Contact Time (Dwell Time)
Contact time is how long the disinfectant must stay visibly wet on the surface to kill the target organisms, as stated on the product label. If the product dries before its contact time elapses, you must reapply. Wiping a surface dry too quickly is the most common reason disinfection fails the exam scenario — a disinfectant that touched the surface for two seconds did essentially nothing.
High-Touch Surfaces and Terminal Cleaning
High-touch surfaces are touched by many hands many times a day and need frequent disinfection: bed rails, call lights, overbed tables, telephones, remote controls, light switches, door handles, chair arms, IV-pole handles, and faucet handles. Terminal cleaning is the thorough top-to-bottom clean and disinfect performed when a resident is discharged or transferred:
- Remove all trash and used linens.
- Clean all surfaces top to bottom, far to near.
- Disinfect all surfaces and allow full contact time.
- Clean and disinfect the bathroom.
- Make the bed with clean linens and restock supplies.
Safe Handling of Chemicals
| Safety Measure | Reason |
|---|---|
| Read the label and Safety Data Sheet | Know the correct use, dilution, and hazards |
| Wear gloves (and eye protection if directed) | Protect skin and mucous membranes |
| Never mix chemicals | Mixing bleach with ammonia releases toxic gas |
| Ensure ventilation | Avoid inhaling fumes |
| Store away from resident-care areas | Prevents accidental ingestion, especially with confused residents |
| Report skin irritation | A different product may be needed |
Never mixing products — especially bleach and ammonia — is a safety rule that appears on both the infection-control and safety portions of the CNA exam, because the resulting chloramine gas can cause serious respiratory injury.
Cleaning Equipment Between Residents
Shared equipment is a major route for HAIs, so the exam expects CNAs to clean and disinfect reusable items between every resident. Common CNA-cleaned items include blood-pressure cuffs, stethoscopes, thermometers, wheelchairs, walkers, shower chairs, and gait belts. The workflow is always the same: remove visible soil with detergent and friction, apply the disinfectant, allow the full contact time, and let it air-dry or wipe only after the dwell time has elapsed.

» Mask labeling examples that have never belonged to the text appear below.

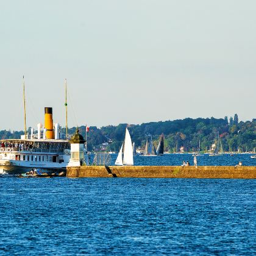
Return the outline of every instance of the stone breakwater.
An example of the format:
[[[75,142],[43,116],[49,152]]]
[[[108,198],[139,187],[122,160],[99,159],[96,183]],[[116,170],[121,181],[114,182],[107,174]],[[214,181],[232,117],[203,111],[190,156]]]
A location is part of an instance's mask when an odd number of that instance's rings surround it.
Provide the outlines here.
[[[68,167],[66,177],[126,178],[256,179],[256,166]]]

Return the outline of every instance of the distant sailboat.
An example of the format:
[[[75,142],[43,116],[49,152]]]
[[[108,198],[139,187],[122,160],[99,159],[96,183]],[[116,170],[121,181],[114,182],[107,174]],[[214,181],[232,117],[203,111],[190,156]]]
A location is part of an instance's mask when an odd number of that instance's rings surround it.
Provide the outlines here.
[[[222,144],[221,144],[221,139],[219,138],[219,133],[218,133],[218,141],[217,145],[213,154],[209,155],[210,157],[215,157],[221,155],[223,154]]]
[[[132,143],[132,152],[133,155],[137,155],[137,152],[136,152],[136,146],[135,146],[135,143],[133,142]]]
[[[163,134],[161,134],[159,138],[158,145],[157,149],[157,155],[162,155],[163,154]]]
[[[154,157],[157,155],[157,151],[155,150],[155,146],[153,144],[152,141],[152,136],[151,141],[149,143],[148,140],[146,142],[145,150],[144,151],[144,154],[141,156],[144,157]]]
[[[118,155],[115,162],[116,165],[133,165],[133,155],[132,140],[126,128],[124,142],[122,144]]]

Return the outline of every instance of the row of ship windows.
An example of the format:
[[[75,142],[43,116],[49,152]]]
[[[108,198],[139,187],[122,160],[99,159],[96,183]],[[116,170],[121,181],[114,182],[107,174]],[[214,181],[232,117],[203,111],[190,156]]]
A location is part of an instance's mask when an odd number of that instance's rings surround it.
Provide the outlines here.
[[[57,157],[51,156],[51,155],[27,155],[26,157],[25,155],[15,155],[15,160],[18,161],[31,161],[31,162],[57,162]]]

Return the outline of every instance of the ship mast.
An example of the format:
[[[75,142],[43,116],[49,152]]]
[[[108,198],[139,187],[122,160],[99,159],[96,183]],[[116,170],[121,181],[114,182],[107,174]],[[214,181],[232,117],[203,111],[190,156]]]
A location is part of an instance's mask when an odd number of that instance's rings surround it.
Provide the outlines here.
[[[66,103],[66,79],[65,79],[65,105],[66,107],[66,138],[68,139],[68,104]]]
[[[24,101],[24,123],[25,129],[25,139],[27,138],[27,126],[26,124],[26,101],[25,101],[25,80],[23,76],[23,101]]]

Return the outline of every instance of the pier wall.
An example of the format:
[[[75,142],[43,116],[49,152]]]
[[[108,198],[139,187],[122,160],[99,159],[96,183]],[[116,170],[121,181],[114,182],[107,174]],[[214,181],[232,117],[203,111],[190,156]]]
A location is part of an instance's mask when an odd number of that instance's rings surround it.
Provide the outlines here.
[[[256,179],[256,166],[108,166],[68,167],[68,177]]]

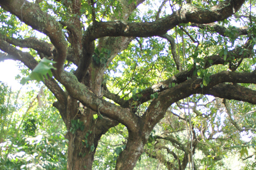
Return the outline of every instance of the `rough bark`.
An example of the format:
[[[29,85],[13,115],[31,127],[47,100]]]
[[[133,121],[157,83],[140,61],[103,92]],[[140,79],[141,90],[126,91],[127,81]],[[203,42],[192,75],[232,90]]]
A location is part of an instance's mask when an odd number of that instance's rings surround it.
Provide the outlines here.
[[[37,50],[41,57],[53,57],[53,60],[57,61],[55,65],[57,70],[53,73],[58,82],[50,79],[45,81],[45,84],[56,97],[58,101],[54,106],[59,109],[67,128],[67,138],[69,140],[67,169],[69,170],[91,169],[95,148],[100,137],[109,129],[119,123],[127,128],[129,136],[126,148],[117,158],[116,169],[132,169],[143,152],[143,147],[151,131],[164,117],[168,108],[172,104],[191,95],[209,94],[256,104],[254,90],[238,85],[224,84],[225,82],[256,83],[255,72],[223,71],[212,75],[207,86],[201,87],[203,80],[193,76],[195,67],[180,72],[143,90],[140,104],[149,101],[150,95],[155,92],[159,92],[159,95],[157,99],[153,100],[141,117],[129,109],[132,99],[124,100],[107,90],[103,92],[101,83],[108,64],[118,53],[127,48],[133,37],[159,36],[169,39],[174,50],[173,39],[166,35],[163,36],[167,31],[179,24],[189,22],[207,24],[222,21],[237,11],[245,1],[226,1],[209,9],[187,4],[172,14],[164,18],[157,18],[151,22],[127,21],[132,12],[143,1],[138,1],[136,5],[135,3],[129,4],[127,1],[120,1],[125,7],[123,11],[123,20],[115,21],[115,17],[112,16],[109,21],[98,22],[93,18],[93,14],[92,23],[84,31],[77,18],[81,16],[80,1],[63,1],[63,5],[68,7],[69,12],[76,14],[76,17],[69,18],[66,22],[57,21],[46,12],[42,11],[36,3],[24,0],[0,1],[1,7],[50,38],[51,44],[34,37],[23,40],[14,38],[6,40],[2,38],[3,35],[0,35],[0,49],[8,54],[1,55],[0,61],[10,58],[21,61],[31,70],[35,67],[38,63],[34,56],[29,53],[18,49],[12,46],[14,45],[31,48]],[[202,27],[201,25],[196,26]],[[68,31],[68,37],[65,36],[64,28]],[[220,33],[222,35],[223,31],[220,31]],[[247,32],[244,31],[239,35],[246,33]],[[92,61],[96,39],[98,39],[98,48],[100,50],[106,48],[111,52],[106,64]],[[68,44],[70,45],[69,47]],[[253,46],[249,46],[252,48]],[[173,53],[174,56],[175,53]],[[237,49],[229,53],[227,58],[231,57],[232,54],[239,53],[239,51]],[[248,55],[247,57],[251,56]],[[241,58],[241,55],[237,55],[235,57]],[[206,62],[203,66],[205,68],[224,63],[225,60],[218,55],[205,58],[206,61],[209,59],[213,62],[210,64]],[[66,60],[78,66],[75,74],[64,70],[63,65]],[[178,59],[176,63],[180,70],[180,63]],[[188,80],[188,78],[190,79]],[[66,91],[64,92],[58,83],[65,87]],[[169,88],[169,85],[171,83],[178,85]],[[103,99],[102,95],[119,105]],[[99,116],[103,116],[103,118],[94,120],[93,115],[95,114]],[[80,128],[74,132],[70,131],[72,121],[78,120],[83,122],[84,130]],[[87,141],[87,145],[85,141]],[[182,163],[183,169],[186,168],[188,160],[188,156],[186,155]]]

For residents on Contact Precautions, equipment is ideally dedicated to that room and not shared at all; if an item must be shared, it must be cleaned and disinfected before it leaves the room. Single-use items — disposable razors, individual thermometer probe covers, paper measuring devices — are discarded after one use and never carried to the next resident.
A Worked Scenario
A resident with C. diff is discharged. What does terminal cleaning require, and what is the trap? You must clean before disinfecting, work top to bottom and far to near, and — critically — use a bleach-based product, because the quaternary-ammonium spray the cart normally carries will not kill C. diff spores. You allow the bleach its full labeled contact time rather than wiping it dry immediately, you change linens, restock supplies, and perform hand hygiene with soap and water (not ABHR) when finished. The two C. diff rules — bleach for surfaces, soap and water for hands — travel together, and a question that gives you a C.
diff room is almost always testing whether you remember that ordinary disinfectants and alcohol rubs both fail against spores.
Why must a surface be cleaned before it is disinfected?
Which product must be used to disinfect the room of a resident who had C. difficile?
A CNA sprays disinfectant on an overbed table and immediately wipes it dry. Why is this incorrect?